Monday, October 13, 2008

Ignorance and greed

TodayOnline - Tuesday, October 14, 2008

AS HONG Kong investors took to the streets, seeking redress for the failed Mini-Bonds series structured by Lehman Brothers, about 1,000 Singapore investors gathered at Hong Lim Park over the weekend.

Their plight triggered memories of my previous job, and it dawned on me that I could have been responsible for their indignation, either directly or indirectly.

You see, I used to work for a bank, selling similar structured products, unit trusts and insurance to the bank’s customers. Among them were retirees, housewives and professionals — some with high risk appetites, others not at all. And it was my job to convince them of the benefits of the products the bank was promoting.

The remuneration package was structured such that sales performance received a significant weightage when my performance came up for review.

Also, there was a quota of financial products to be sold, so that I did not incur a huge penalty in commissions. For example, if there was enough revenue clocked from unit trusts, but not enough insurance or housing loans revenue,I would lose a sizeable sum.

There was always the pressure to meet any shortfalls in the designated monthly quota, so that both career and salary did not suffer.

There was also external pressure from management. I was hounded daily by my superiors on the shortfalls and sometimes, in order to fulfil the cluster’s overall target, I was told to concentrate on certain products that were not moving. Often, these were dangled with attractive incentives to ensure that I would be more willing to sell them over others.

But with the carrot also came the stick: There was a ranking-list flashed at meetings, with the names of staff who did not meet their sales targets.

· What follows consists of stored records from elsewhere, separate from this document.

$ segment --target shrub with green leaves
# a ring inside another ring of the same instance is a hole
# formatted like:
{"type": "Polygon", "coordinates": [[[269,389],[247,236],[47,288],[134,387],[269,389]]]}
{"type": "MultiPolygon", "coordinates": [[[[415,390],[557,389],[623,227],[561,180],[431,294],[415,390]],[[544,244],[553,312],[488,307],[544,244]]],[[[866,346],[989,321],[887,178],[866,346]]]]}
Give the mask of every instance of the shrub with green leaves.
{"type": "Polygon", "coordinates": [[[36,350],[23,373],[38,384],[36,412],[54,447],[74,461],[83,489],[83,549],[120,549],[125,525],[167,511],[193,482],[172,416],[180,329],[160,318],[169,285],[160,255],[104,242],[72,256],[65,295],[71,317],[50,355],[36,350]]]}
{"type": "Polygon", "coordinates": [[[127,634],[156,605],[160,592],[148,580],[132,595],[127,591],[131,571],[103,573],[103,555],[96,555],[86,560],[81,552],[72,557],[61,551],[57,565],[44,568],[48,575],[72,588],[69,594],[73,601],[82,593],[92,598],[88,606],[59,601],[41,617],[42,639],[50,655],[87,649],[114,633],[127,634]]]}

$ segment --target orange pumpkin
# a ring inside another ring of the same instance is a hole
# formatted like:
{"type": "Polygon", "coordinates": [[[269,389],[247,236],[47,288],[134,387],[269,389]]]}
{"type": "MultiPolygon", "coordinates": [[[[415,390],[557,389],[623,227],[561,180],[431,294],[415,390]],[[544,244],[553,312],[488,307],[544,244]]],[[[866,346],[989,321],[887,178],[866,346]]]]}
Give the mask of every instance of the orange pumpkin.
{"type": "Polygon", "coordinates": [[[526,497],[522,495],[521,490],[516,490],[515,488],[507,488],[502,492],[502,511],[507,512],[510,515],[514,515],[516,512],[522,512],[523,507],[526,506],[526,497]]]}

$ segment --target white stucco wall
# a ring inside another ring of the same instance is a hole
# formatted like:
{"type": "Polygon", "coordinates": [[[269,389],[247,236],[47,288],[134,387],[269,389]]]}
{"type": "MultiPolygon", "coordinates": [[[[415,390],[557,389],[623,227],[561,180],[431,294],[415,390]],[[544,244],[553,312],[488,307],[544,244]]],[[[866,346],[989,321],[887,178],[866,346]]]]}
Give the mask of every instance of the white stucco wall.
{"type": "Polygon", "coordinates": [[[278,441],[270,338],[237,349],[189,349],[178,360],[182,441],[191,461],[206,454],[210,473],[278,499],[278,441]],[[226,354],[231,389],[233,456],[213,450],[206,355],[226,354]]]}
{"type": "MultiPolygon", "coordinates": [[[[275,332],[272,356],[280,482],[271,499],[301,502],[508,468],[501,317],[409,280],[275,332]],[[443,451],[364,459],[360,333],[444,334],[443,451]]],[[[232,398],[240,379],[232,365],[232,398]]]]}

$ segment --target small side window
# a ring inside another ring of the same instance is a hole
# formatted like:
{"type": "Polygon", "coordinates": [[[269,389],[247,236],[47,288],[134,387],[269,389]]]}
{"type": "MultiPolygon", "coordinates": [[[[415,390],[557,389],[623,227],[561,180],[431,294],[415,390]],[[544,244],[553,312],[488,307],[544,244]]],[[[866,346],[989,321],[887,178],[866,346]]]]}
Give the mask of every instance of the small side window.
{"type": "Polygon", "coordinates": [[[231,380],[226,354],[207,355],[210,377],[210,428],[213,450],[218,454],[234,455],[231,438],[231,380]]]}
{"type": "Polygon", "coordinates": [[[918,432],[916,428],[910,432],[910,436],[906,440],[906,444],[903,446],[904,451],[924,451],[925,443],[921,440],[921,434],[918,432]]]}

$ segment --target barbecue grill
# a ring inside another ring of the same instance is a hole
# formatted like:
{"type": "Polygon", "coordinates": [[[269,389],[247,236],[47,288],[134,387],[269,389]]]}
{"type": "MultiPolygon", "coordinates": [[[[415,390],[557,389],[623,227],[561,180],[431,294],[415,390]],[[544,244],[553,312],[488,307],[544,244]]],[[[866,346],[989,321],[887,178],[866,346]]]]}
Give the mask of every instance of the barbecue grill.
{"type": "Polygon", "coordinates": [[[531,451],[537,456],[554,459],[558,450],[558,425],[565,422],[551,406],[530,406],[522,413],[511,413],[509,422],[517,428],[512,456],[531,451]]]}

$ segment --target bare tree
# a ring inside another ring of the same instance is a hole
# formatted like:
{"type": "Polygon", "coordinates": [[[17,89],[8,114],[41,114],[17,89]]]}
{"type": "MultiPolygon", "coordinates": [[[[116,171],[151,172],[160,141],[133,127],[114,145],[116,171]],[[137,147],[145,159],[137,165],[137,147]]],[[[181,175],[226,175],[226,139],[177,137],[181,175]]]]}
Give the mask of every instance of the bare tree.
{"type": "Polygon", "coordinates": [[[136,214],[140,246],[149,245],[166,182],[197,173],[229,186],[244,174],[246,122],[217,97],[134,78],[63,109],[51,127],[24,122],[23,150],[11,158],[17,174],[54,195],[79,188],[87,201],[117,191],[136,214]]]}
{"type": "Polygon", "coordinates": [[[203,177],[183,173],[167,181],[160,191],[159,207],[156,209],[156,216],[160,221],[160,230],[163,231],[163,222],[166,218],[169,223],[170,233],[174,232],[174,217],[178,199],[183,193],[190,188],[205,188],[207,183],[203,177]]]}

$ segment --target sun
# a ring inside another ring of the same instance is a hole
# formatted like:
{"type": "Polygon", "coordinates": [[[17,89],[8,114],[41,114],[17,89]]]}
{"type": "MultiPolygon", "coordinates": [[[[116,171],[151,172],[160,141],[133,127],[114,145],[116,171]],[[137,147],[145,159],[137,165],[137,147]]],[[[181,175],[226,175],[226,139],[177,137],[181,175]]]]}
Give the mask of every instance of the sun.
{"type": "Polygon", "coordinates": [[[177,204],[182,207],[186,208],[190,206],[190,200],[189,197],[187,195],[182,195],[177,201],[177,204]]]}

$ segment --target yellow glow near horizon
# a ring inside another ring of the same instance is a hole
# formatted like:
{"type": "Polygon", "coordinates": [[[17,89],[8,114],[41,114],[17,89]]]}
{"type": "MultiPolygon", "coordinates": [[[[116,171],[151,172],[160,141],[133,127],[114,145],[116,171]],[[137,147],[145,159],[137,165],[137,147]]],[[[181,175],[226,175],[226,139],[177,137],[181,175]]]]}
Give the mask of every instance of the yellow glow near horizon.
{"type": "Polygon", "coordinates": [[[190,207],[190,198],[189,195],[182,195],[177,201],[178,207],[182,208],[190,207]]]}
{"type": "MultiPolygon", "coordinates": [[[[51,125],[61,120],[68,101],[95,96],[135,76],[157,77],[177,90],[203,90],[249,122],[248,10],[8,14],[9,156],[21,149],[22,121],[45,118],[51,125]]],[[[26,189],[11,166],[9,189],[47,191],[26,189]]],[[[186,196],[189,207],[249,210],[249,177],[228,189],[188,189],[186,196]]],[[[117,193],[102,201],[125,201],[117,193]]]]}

It was a public shaming routine, and to meet the targets, my weekends were usually spent at roadshows.

Operating in such a high-pressure environment meant that some sales staff resorted to employing strong sales techniques to get the customer to sign on the dotted line.

One senior manager even said that customers were only interested in benefits, so it was advisable to come up with a pitch that maximised these benefits and minimised the costs.

At times, scripts were handed to frontline workers. We were forced to memorise them for a flawless presentation.

Perhaps to avoid accusations of “mis-selling” in future, the time is ripe for financial institutions to review their procedures for assessing sales staff. They should tweak the promotion criteria, which relies heavily on sales results. Benchmarks like service attitude and turnaround time — such as attending to customers’ mundane requests promptly — could be given greater weightage. Customer feedback in the assessment of their relationship managers could be another criteria — after all, most banks covet customer loyalty.

On the other hand, consumers must be aware of what they are investing in. This could be done through more investor-education programmes. Proactive steps should be taken by financial institutions to work with MoneySense, a national investment education body, to acquaint customers with risk management, instead of just concentrating on product-pushing.

As the adage goes, it takes two to tango. If consumers are befuddled by the complex nature of some financial products, they should seek clarifications, or not invest at all.

After all, stable low returns beat sleepless nights, any day.

The author was a financial consultant for two years.